Nic1 inactivation enables stable isotope labeling with 13C615N4-arginine in Schizosaccharomyces pombe

Author(s)

Carpy, A; Patel, A; Tay, YD; Hagan, IM; Macek, B

Year

2015

Is Peer Reviewed?

Journal

Molecular and Cellular Proteomics
ISSN: 1535-9476
EISSN: 1535-9484

Volume

Issue

Page Numbers

243-250

Language

English

PMID

25368411

DOI

10.1074/mcp.O114.045302

Abstract

Stable Isotope Labeling by Amino Acids (SILAC) is a commonly used method in quantitative proteomics. Because of compatibility with trypsin digestion, arginine and lysine are the most widely used amino acids for SILAC labeling.
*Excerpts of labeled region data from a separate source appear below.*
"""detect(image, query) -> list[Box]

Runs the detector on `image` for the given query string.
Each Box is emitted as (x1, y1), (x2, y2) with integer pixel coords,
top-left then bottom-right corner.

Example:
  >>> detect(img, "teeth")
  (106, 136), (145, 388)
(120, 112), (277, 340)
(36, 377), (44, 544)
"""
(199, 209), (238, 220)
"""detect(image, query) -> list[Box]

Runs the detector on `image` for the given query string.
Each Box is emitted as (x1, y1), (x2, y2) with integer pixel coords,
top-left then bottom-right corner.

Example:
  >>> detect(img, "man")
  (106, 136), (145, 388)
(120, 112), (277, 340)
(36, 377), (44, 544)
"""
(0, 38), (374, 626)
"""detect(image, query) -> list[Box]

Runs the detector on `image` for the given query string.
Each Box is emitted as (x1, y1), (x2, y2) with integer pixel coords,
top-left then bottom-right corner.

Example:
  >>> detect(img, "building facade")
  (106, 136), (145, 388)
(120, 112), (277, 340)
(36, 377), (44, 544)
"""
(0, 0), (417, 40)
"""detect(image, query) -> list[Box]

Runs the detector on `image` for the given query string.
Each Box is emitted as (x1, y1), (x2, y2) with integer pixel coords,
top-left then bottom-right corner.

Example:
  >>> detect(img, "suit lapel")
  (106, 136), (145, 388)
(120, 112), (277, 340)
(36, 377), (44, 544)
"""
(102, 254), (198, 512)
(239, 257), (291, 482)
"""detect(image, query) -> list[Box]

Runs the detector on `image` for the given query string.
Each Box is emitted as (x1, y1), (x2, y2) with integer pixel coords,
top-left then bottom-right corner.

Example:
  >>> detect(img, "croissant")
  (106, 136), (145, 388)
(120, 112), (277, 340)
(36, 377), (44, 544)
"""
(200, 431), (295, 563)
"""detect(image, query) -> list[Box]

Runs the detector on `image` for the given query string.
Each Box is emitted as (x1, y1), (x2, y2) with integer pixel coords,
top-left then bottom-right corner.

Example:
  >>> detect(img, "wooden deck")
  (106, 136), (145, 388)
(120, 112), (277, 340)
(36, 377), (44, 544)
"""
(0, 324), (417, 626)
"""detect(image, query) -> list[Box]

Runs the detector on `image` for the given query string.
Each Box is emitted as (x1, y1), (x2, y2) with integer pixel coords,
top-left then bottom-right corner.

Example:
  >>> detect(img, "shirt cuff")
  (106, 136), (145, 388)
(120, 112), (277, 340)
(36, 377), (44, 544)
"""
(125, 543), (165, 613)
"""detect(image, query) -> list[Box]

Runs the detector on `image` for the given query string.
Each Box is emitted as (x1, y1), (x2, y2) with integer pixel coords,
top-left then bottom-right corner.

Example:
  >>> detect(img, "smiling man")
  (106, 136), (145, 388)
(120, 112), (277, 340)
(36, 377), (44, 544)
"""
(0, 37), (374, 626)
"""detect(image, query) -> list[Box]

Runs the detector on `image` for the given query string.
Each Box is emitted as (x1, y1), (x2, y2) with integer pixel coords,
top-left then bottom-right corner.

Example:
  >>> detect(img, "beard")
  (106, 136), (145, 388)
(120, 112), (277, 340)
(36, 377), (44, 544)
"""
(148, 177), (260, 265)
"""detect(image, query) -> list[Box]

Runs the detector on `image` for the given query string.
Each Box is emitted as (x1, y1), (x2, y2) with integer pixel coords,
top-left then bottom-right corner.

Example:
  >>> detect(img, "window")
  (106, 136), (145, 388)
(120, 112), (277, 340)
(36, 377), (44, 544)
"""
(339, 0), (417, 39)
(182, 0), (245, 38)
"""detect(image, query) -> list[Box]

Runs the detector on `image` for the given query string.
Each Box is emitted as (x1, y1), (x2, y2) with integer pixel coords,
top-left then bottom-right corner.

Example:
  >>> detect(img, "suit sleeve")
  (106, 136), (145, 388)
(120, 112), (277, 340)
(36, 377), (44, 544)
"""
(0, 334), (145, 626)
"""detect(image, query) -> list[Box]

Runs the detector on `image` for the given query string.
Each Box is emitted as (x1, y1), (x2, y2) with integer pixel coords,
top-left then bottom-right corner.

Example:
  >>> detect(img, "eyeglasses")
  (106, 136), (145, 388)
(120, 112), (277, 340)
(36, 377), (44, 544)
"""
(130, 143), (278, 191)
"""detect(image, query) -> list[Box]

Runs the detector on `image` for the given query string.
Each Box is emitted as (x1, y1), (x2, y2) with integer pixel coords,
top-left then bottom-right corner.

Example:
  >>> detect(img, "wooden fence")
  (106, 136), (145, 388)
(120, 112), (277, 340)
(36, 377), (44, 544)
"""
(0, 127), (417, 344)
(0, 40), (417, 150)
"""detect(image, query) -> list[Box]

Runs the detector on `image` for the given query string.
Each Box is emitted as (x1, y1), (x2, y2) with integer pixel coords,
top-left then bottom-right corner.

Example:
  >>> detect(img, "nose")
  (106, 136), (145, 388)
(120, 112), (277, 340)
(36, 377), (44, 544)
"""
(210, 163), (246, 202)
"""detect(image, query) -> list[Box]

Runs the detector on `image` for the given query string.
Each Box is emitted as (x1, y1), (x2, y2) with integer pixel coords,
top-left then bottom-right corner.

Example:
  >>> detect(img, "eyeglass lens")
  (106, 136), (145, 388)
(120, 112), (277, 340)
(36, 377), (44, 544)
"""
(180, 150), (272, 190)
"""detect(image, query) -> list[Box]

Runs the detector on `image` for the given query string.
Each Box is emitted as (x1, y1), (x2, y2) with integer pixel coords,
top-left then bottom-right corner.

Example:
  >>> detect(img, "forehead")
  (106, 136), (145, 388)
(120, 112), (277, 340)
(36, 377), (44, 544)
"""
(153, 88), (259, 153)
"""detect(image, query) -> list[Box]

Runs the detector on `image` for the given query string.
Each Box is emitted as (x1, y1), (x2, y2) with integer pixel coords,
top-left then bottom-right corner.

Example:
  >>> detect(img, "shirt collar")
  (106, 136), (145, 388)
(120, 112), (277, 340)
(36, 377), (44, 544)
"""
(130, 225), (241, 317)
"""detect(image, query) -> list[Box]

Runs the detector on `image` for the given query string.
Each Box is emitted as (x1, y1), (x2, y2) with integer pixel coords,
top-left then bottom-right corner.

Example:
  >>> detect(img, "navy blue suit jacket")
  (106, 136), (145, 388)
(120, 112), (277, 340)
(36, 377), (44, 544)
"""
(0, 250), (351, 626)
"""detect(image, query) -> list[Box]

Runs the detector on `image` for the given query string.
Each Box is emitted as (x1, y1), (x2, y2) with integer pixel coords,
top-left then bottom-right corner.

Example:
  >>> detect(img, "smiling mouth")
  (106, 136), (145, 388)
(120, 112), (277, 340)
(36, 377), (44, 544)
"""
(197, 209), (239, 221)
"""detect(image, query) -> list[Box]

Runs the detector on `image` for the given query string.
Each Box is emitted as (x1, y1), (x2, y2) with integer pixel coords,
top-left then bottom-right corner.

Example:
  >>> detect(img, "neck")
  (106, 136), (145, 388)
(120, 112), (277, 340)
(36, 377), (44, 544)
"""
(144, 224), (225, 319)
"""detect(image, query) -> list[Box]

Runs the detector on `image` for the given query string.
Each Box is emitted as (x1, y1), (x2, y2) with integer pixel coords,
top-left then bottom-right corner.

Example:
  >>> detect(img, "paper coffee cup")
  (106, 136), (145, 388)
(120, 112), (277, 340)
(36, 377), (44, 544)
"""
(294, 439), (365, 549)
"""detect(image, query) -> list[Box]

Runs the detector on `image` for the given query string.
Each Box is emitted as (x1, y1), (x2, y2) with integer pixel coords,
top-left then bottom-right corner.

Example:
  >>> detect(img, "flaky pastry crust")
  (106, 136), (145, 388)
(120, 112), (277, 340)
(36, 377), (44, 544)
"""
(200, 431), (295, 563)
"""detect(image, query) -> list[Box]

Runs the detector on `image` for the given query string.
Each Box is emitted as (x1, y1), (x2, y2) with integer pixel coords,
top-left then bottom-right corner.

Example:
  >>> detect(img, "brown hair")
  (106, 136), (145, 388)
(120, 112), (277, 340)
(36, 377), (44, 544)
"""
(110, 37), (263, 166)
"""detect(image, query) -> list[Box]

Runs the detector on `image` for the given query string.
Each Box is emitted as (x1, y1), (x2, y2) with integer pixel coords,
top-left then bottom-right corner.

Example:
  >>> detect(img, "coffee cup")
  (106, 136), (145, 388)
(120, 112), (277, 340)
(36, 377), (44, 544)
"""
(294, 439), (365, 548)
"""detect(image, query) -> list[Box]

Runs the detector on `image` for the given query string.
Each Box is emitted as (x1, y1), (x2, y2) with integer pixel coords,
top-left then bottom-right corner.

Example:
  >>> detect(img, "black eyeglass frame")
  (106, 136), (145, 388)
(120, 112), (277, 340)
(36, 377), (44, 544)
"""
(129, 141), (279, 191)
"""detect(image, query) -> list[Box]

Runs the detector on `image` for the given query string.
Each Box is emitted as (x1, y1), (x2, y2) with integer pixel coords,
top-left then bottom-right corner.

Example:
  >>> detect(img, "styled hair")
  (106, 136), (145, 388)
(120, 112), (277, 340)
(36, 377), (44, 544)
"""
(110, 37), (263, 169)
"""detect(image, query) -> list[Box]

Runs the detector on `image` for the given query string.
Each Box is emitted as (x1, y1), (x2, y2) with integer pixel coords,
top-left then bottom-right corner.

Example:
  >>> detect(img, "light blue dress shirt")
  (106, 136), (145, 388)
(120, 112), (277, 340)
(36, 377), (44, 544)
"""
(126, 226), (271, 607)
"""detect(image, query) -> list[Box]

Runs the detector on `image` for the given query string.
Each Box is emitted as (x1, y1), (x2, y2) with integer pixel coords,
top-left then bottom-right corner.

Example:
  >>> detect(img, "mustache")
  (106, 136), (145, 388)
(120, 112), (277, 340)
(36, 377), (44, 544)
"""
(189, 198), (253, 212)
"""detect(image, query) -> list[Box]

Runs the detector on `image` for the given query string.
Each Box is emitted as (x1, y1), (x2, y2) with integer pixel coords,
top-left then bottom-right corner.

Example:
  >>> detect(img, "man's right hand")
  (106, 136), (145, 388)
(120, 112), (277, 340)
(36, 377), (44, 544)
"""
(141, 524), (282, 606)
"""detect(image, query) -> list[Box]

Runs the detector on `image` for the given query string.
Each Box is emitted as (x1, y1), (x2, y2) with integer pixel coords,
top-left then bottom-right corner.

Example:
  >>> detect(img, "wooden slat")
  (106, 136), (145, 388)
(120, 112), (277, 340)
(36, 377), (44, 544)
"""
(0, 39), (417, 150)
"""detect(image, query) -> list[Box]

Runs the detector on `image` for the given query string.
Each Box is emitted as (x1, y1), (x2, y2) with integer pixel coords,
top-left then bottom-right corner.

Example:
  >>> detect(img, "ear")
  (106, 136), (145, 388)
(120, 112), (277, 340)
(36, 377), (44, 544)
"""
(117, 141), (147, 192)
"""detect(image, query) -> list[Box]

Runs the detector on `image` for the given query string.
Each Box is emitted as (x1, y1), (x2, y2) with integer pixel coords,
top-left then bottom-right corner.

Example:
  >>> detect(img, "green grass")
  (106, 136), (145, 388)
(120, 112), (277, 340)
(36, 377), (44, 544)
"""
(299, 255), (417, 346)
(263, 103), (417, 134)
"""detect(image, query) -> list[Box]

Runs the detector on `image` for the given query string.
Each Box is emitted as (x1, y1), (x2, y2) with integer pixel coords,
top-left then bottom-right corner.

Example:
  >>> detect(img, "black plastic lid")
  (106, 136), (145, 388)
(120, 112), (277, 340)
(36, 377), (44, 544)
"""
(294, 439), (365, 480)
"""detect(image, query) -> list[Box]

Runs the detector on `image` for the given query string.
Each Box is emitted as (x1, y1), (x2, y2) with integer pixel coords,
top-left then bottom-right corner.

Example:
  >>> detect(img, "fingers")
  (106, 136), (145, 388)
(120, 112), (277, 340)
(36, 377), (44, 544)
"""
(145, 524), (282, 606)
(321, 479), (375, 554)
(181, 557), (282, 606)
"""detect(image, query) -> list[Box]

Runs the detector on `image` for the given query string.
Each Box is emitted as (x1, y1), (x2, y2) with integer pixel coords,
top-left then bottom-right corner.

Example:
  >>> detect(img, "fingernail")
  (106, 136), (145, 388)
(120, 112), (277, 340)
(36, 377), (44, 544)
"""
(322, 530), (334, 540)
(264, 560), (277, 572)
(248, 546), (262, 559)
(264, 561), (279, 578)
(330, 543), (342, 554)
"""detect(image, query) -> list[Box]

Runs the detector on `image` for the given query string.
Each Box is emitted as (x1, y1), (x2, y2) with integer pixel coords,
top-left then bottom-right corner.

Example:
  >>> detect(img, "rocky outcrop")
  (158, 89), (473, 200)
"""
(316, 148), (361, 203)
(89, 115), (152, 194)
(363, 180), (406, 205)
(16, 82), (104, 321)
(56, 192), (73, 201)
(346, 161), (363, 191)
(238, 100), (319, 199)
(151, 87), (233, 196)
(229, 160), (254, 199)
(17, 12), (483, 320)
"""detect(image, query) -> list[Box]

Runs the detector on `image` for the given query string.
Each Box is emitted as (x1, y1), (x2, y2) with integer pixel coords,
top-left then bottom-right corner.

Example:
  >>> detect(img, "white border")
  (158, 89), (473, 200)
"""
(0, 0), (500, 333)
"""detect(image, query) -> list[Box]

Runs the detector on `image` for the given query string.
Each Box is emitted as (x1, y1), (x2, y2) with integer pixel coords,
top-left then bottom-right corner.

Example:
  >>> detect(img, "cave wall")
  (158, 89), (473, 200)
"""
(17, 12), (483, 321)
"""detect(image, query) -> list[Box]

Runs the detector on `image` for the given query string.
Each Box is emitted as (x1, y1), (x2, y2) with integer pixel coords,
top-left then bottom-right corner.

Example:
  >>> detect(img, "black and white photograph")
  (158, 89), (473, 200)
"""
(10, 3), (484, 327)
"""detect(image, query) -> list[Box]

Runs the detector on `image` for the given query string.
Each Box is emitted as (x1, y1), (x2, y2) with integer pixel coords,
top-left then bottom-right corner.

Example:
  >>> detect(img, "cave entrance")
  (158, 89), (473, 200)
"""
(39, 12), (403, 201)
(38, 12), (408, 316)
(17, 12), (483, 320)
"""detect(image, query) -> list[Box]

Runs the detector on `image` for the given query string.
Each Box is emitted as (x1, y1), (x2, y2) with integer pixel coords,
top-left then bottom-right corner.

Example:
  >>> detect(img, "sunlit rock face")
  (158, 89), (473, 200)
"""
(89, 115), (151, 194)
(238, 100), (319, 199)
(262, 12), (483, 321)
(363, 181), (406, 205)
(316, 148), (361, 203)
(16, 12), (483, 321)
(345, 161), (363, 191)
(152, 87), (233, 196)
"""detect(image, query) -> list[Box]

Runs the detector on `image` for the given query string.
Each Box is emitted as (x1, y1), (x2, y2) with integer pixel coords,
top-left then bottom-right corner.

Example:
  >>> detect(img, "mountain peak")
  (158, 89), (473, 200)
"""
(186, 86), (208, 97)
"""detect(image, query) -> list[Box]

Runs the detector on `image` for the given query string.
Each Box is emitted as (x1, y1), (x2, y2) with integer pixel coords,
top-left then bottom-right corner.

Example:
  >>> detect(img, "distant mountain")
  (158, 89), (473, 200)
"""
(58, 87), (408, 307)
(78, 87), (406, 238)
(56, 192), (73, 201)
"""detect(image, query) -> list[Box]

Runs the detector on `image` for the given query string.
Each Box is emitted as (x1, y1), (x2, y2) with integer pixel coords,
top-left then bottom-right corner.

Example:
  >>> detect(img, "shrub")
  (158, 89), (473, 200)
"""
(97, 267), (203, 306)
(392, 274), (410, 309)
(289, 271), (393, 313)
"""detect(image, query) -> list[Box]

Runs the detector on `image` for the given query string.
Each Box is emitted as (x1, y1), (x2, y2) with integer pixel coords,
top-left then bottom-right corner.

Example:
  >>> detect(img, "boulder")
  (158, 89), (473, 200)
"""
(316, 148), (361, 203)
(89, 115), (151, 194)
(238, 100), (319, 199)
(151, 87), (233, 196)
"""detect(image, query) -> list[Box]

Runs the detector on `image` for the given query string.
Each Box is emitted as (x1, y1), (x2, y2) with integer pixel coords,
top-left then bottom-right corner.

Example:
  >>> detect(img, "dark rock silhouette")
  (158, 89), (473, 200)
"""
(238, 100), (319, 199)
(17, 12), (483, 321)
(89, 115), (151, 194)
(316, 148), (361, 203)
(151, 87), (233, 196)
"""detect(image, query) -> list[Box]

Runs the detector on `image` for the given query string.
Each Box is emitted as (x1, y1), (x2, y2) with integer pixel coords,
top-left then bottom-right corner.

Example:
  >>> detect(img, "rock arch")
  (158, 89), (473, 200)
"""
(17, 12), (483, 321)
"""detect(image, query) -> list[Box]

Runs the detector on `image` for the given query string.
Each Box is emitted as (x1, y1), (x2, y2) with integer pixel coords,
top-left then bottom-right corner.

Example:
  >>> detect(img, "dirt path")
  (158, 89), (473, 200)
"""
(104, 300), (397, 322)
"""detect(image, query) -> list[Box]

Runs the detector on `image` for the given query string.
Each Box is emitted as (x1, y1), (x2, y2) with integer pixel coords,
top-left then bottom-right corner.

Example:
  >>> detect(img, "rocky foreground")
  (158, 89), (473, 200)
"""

We observed that Schizosaccharomyces pombe (fission yeast) cannot be labeled with a specific form of arginine, (13)C(6) (15)N(4)-arginine (Arg-10), which limits the exploitation of SILAC technology in this model organism. We hypothesized that in the fission yeast the guanidinium group of (13)C(6) (15)N(4)-arginine is catabolized by arginase and urease activity to (15)N1-labeled ammonia that is used as a precursor for general amino acid biosynthesis. We show that disruption of Ni(2+)-dependent urease activity, through deletion of the sole Ni(2+) transporter Nic1, blocks this recycling in ammonium-supplemented EMMG medium to enable (13)C(6) (15)N(4)-arginine labeling for SILAC strategies in S. pombe. Finally, we employed Arg-10 in a triple-SILAC experiment to perform quantitative comparison of G1 + S, M, and G2 cell cycle phases in S. pombe.